In building an organization that could help fill this void, Morris said she emphasized the need for a model that would support female entrepreneurs at all stages of their business cycles.

“Ultimately, entrepreneurship is about job creation. Studies show that when Black women are successful, the economy is better. … So when we are blending work and family and a career in a business, when those things are working, it makes our communities better. So ultimately, we want to have an impact that allows women who desire it to move out of whatever state they are in their business.”

“If they want to be able to come full time in that business, we want to be able to support them in being able to make that transition. If they want to keep a business and they love their job and want to be able to have that business as a side thing, we want to be able to support them in doing that. But then if they are full time in business already and they want to become the next Rihanna, we want to help them to be able to do that too. So those are the pillars that we want to try to help to move in. All of that benefits the community.”

At the end of the day, Morris said she hopes that she can give Philadelphia’s Black and brown female entrepreneurs the guidance and support they need to stay the course and believe that there’s a light at the end of the tunnel for their enterprises.

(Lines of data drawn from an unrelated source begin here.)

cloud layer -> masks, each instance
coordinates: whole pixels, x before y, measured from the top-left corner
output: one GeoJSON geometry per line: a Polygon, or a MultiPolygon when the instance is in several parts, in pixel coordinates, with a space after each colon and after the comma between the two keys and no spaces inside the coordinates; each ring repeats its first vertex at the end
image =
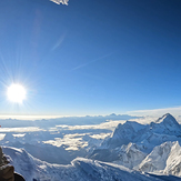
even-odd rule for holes
{"type": "Polygon", "coordinates": [[[66,4],[66,6],[68,6],[68,2],[69,2],[69,0],[50,0],[50,1],[52,1],[52,2],[54,2],[57,4],[62,3],[62,4],[66,4]]]}

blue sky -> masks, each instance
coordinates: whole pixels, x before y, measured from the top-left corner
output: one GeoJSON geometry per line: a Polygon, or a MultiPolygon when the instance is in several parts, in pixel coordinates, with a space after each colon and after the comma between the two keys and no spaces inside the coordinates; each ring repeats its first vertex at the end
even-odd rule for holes
{"type": "Polygon", "coordinates": [[[0,1],[0,113],[181,107],[180,0],[0,1]],[[27,89],[23,104],[7,88],[27,89]]]}

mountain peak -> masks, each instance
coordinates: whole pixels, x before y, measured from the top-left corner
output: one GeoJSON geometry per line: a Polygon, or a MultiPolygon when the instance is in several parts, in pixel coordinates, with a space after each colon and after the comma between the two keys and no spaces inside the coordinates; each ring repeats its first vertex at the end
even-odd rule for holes
{"type": "Polygon", "coordinates": [[[162,118],[159,118],[155,122],[161,123],[161,122],[164,122],[164,121],[177,122],[175,118],[173,115],[171,115],[170,113],[165,113],[162,118]]]}
{"type": "Polygon", "coordinates": [[[180,124],[173,115],[170,113],[159,118],[155,122],[150,124],[151,129],[157,133],[169,133],[174,135],[181,135],[180,124]]]}

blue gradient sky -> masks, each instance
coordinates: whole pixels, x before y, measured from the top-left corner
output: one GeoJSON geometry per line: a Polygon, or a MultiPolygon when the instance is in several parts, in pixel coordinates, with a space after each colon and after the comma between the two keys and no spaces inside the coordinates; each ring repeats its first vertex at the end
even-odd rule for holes
{"type": "Polygon", "coordinates": [[[0,1],[0,114],[180,105],[180,0],[0,1]],[[12,82],[27,88],[22,105],[7,101],[12,82]]]}

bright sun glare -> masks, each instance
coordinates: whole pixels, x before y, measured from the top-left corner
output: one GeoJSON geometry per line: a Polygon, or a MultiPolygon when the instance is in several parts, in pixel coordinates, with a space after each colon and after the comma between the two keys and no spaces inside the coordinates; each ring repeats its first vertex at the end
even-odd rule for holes
{"type": "Polygon", "coordinates": [[[21,84],[11,84],[7,95],[10,101],[21,103],[26,99],[26,89],[21,84]]]}

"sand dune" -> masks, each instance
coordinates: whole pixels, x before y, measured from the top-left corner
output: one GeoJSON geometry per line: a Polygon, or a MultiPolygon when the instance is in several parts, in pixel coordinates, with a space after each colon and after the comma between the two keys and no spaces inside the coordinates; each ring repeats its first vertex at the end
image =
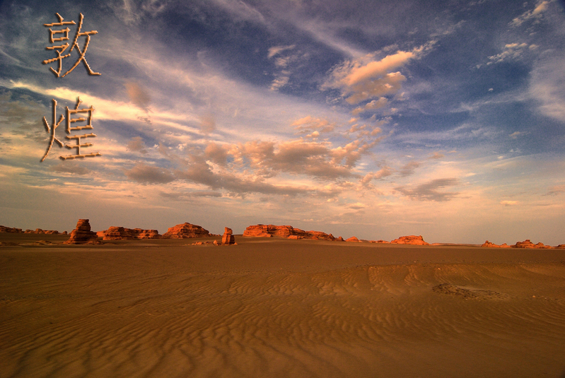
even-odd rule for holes
{"type": "Polygon", "coordinates": [[[0,377],[565,372],[562,252],[236,241],[0,249],[0,377]]]}

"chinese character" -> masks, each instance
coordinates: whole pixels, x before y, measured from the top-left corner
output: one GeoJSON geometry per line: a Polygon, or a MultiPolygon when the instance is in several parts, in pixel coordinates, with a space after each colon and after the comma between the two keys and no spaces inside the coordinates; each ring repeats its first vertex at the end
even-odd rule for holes
{"type": "MultiPolygon", "coordinates": [[[[94,107],[91,106],[91,107],[82,108],[78,109],[78,106],[80,106],[82,101],[81,101],[80,98],[76,98],[76,105],[74,107],[74,110],[69,109],[69,107],[65,107],[66,109],[66,117],[63,116],[62,114],[59,119],[59,122],[57,122],[57,100],[53,100],[53,124],[49,126],[49,123],[47,123],[47,119],[44,117],[43,117],[43,123],[45,126],[45,129],[47,129],[47,132],[51,134],[51,138],[49,143],[49,147],[47,148],[47,150],[45,152],[45,155],[43,156],[43,158],[41,159],[41,161],[45,160],[47,155],[49,155],[49,151],[51,150],[51,148],[53,146],[53,141],[56,141],[59,143],[59,147],[63,146],[63,143],[57,139],[55,136],[55,129],[59,126],[63,119],[66,119],[66,134],[71,134],[71,131],[80,131],[80,130],[85,130],[85,129],[93,129],[92,126],[92,117],[93,113],[94,112],[94,107]],[[76,114],[77,113],[88,113],[88,117],[85,118],[83,117],[80,117],[78,118],[71,118],[71,114],[76,114]],[[72,127],[71,125],[75,122],[81,122],[87,121],[87,124],[86,126],[77,126],[72,127]]],[[[65,144],[64,146],[69,149],[76,148],[76,153],[74,155],[66,155],[64,156],[59,156],[59,158],[66,160],[66,159],[74,159],[76,158],[87,158],[87,157],[94,157],[94,156],[102,156],[102,154],[99,152],[95,153],[81,153],[81,147],[90,147],[93,144],[91,143],[81,143],[81,138],[91,138],[96,136],[96,134],[93,133],[91,134],[86,134],[83,135],[75,135],[69,136],[66,136],[65,138],[67,139],[75,139],[76,143],[75,144],[65,144]]]]}
{"type": "MultiPolygon", "coordinates": [[[[50,27],[64,26],[66,25],[76,25],[76,23],[74,21],[63,21],[63,18],[61,16],[61,15],[59,15],[59,13],[55,13],[55,15],[59,18],[58,23],[43,24],[43,26],[49,27],[49,42],[50,43],[55,43],[58,42],[62,42],[63,41],[70,40],[69,39],[69,32],[71,31],[71,30],[69,28],[68,26],[65,29],[55,30],[52,30],[50,27]],[[56,37],[57,35],[62,35],[62,36],[56,37]]],[[[74,40],[73,40],[73,44],[71,45],[71,49],[69,50],[69,54],[63,55],[63,53],[64,53],[66,51],[66,49],[69,48],[69,42],[65,42],[64,45],[60,45],[59,46],[48,46],[47,47],[45,47],[45,49],[47,50],[55,50],[55,52],[57,52],[57,57],[48,60],[44,60],[42,62],[43,64],[47,64],[49,63],[52,63],[55,61],[57,61],[57,70],[54,69],[53,67],[49,67],[51,71],[53,71],[53,73],[55,74],[55,76],[57,77],[64,78],[65,75],[73,71],[81,61],[82,61],[84,64],[84,65],[86,66],[86,70],[88,71],[89,75],[100,75],[100,73],[98,72],[94,72],[91,69],[90,66],[88,66],[88,63],[86,61],[86,59],[84,57],[84,55],[86,54],[86,49],[88,47],[88,44],[91,42],[91,35],[96,34],[98,32],[96,30],[91,30],[90,32],[81,32],[81,28],[82,28],[83,18],[84,16],[83,16],[83,13],[80,13],[80,18],[78,20],[78,28],[76,29],[76,33],[74,35],[74,40]],[[83,36],[86,37],[86,40],[84,42],[84,47],[83,47],[82,49],[81,49],[80,47],[78,46],[78,37],[83,37],[83,36]],[[78,52],[79,55],[78,59],[74,64],[74,66],[73,66],[71,68],[71,69],[67,71],[66,73],[63,74],[62,76],[61,76],[62,60],[64,58],[70,57],[71,52],[72,52],[75,47],[76,48],[76,51],[78,52]]]]}
{"type": "Polygon", "coordinates": [[[59,119],[58,122],[57,122],[57,100],[53,99],[53,124],[51,126],[51,127],[49,127],[47,119],[45,117],[43,117],[43,124],[45,125],[45,129],[47,129],[47,132],[51,134],[51,138],[49,141],[49,147],[47,147],[47,150],[45,152],[45,155],[43,156],[43,158],[41,159],[41,161],[45,160],[45,158],[47,158],[47,155],[49,155],[49,151],[51,150],[51,147],[53,146],[53,141],[58,143],[59,147],[63,146],[63,143],[61,142],[61,141],[57,139],[55,136],[55,129],[57,128],[57,126],[59,126],[59,124],[61,123],[61,121],[62,121],[64,118],[64,117],[61,114],[61,118],[59,119]]]}

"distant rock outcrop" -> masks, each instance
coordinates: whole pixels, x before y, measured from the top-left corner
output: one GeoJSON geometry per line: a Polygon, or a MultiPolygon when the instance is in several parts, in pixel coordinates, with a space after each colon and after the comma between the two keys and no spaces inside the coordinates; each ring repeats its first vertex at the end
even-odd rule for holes
{"type": "Polygon", "coordinates": [[[21,228],[14,228],[11,227],[0,226],[0,232],[13,232],[16,234],[49,234],[49,235],[59,235],[59,231],[56,230],[42,230],[41,228],[36,228],[34,230],[26,230],[22,231],[21,228]]]}
{"type": "Polygon", "coordinates": [[[98,235],[96,232],[91,231],[91,224],[88,219],[79,219],[76,223],[76,228],[73,230],[69,240],[65,242],[66,244],[102,244],[98,241],[98,235]]]}
{"type": "Polygon", "coordinates": [[[233,237],[233,231],[231,228],[224,228],[223,235],[222,236],[222,245],[231,245],[235,244],[235,238],[233,237]]]}
{"type": "Polygon", "coordinates": [[[481,247],[487,247],[489,248],[510,248],[510,246],[506,243],[503,243],[500,245],[495,244],[494,243],[491,243],[487,240],[481,247]]]}
{"type": "Polygon", "coordinates": [[[526,239],[523,242],[518,242],[514,245],[511,246],[512,248],[537,248],[537,249],[549,249],[553,248],[549,245],[544,245],[543,243],[537,243],[535,244],[530,241],[530,239],[526,239]]]}
{"type": "Polygon", "coordinates": [[[247,227],[243,232],[243,236],[259,237],[281,237],[292,239],[314,239],[319,240],[335,240],[332,234],[326,234],[320,231],[304,231],[300,228],[294,228],[289,225],[255,225],[247,227]]]}
{"type": "Polygon", "coordinates": [[[211,236],[207,230],[204,230],[199,225],[187,223],[170,228],[161,237],[163,239],[188,239],[205,236],[211,236]]]}
{"type": "Polygon", "coordinates": [[[412,244],[412,245],[430,245],[429,243],[426,243],[424,241],[424,238],[421,235],[417,236],[417,235],[409,235],[409,236],[401,236],[398,239],[395,239],[390,244],[412,244]]]}
{"type": "Polygon", "coordinates": [[[156,230],[125,228],[112,226],[105,231],[96,232],[104,240],[132,240],[134,239],[160,239],[161,235],[156,230]]]}
{"type": "Polygon", "coordinates": [[[0,232],[13,232],[14,234],[21,234],[23,231],[21,228],[0,226],[0,232]]]}
{"type": "Polygon", "coordinates": [[[57,230],[42,230],[41,228],[36,228],[33,230],[26,230],[25,234],[47,234],[47,235],[59,235],[59,231],[57,230]]]}

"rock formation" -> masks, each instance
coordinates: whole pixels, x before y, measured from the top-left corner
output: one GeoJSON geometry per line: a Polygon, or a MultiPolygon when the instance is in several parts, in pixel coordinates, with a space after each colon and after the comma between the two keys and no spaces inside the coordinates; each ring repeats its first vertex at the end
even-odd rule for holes
{"type": "Polygon", "coordinates": [[[222,236],[222,245],[231,245],[235,244],[235,238],[232,235],[233,231],[231,228],[224,228],[223,236],[222,236]]]}
{"type": "Polygon", "coordinates": [[[424,241],[424,238],[421,235],[417,236],[417,235],[409,235],[409,236],[401,236],[398,239],[395,239],[390,244],[412,244],[412,245],[430,245],[429,243],[426,243],[424,241]]]}
{"type": "Polygon", "coordinates": [[[156,230],[141,230],[141,228],[125,228],[112,226],[105,231],[96,232],[104,240],[132,240],[134,239],[160,239],[161,235],[156,230]]]}
{"type": "Polygon", "coordinates": [[[512,248],[537,248],[537,249],[549,249],[553,248],[549,245],[544,245],[543,243],[537,243],[535,244],[530,241],[530,239],[526,239],[523,242],[518,242],[514,245],[511,246],[512,248]]]}
{"type": "Polygon", "coordinates": [[[190,237],[202,237],[211,236],[207,230],[190,223],[182,223],[169,230],[161,237],[163,239],[188,239],[190,237]]]}
{"type": "Polygon", "coordinates": [[[326,234],[320,231],[304,231],[300,228],[294,228],[289,225],[255,225],[247,227],[243,232],[243,236],[259,237],[281,237],[292,239],[314,239],[319,240],[335,240],[332,234],[326,234]]]}
{"type": "Polygon", "coordinates": [[[88,219],[79,219],[76,223],[76,228],[73,230],[69,240],[64,244],[101,244],[98,241],[98,235],[96,232],[91,231],[91,224],[88,219]]]}
{"type": "Polygon", "coordinates": [[[487,240],[481,247],[487,247],[489,248],[510,248],[510,246],[506,243],[502,243],[501,244],[495,244],[494,243],[491,243],[487,240]]]}
{"type": "Polygon", "coordinates": [[[21,228],[13,228],[11,227],[0,226],[0,232],[13,232],[16,234],[49,234],[49,235],[59,235],[59,231],[56,230],[42,230],[41,228],[36,228],[33,230],[26,230],[22,231],[21,228]]]}

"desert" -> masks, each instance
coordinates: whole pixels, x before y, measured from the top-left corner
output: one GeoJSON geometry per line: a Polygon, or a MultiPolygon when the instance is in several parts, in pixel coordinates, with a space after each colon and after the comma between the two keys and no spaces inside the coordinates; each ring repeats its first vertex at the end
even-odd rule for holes
{"type": "Polygon", "coordinates": [[[231,232],[0,233],[0,375],[565,374],[562,249],[231,232]]]}

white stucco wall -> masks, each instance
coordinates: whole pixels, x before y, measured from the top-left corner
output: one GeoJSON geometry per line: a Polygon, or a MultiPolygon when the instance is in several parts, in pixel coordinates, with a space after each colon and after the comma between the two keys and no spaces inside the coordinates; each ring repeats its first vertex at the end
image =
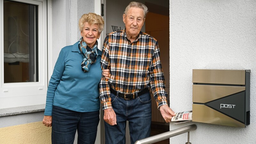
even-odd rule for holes
{"type": "MultiPolygon", "coordinates": [[[[246,128],[190,122],[194,144],[256,141],[256,1],[170,1],[170,107],[192,109],[193,69],[251,69],[251,124],[246,128]]],[[[184,144],[187,134],[171,138],[184,144]]]]}

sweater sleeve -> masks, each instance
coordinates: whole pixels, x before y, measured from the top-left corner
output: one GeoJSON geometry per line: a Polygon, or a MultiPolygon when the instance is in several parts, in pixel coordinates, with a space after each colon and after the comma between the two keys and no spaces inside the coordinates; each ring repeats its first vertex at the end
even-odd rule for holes
{"type": "Polygon", "coordinates": [[[63,49],[62,49],[60,52],[57,61],[55,64],[52,75],[49,82],[47,90],[46,104],[44,110],[45,116],[52,116],[52,103],[55,92],[61,80],[65,69],[65,54],[63,49]]]}

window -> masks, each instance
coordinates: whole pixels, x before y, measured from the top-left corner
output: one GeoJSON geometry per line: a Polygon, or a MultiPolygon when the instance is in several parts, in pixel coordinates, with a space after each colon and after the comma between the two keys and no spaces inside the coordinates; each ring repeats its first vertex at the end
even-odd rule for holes
{"type": "Polygon", "coordinates": [[[46,0],[0,0],[0,108],[44,104],[46,0]]]}

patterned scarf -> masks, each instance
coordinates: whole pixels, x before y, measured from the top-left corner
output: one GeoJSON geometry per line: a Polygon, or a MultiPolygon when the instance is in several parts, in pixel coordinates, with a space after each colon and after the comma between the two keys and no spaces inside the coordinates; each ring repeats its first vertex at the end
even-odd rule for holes
{"type": "Polygon", "coordinates": [[[98,56],[97,45],[98,42],[96,41],[96,43],[92,50],[87,46],[86,43],[83,39],[83,37],[79,40],[79,47],[80,51],[83,56],[83,60],[81,66],[82,70],[84,72],[90,71],[91,65],[96,61],[96,58],[98,56]]]}

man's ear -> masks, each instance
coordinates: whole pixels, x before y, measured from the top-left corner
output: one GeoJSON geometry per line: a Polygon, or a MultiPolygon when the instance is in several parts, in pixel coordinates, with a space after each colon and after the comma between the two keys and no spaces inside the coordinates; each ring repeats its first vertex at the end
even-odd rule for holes
{"type": "Polygon", "coordinates": [[[124,14],[124,14],[123,15],[123,21],[124,21],[124,22],[125,24],[125,15],[124,14]]]}

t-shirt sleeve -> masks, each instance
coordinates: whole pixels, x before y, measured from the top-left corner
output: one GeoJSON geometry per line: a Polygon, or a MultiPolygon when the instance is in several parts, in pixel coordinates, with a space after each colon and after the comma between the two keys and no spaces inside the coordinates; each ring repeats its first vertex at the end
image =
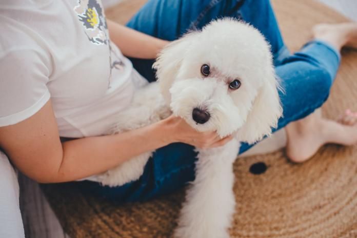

“I’ve had entrepreneurial endeavors, and I say this jokingly, (but I’ve) always ended up going back to a full-time job because it didn’t last for the year. It wasn’t sustaining, if I would put it like that. What I’ve learned is that that’s kind of part of the entrepreneurial journey. That’s the one thing that I’ve learned … was that understanding that this is all part of the entrepreneurial journey. That you could be in it, and it’s not bad. One thing I heard, and I like to say this… is that in business, there’s no failure. You learn or you grow. That is a true statement. That’s what I’ve learned. There’s no failure, you learn, or you grow.”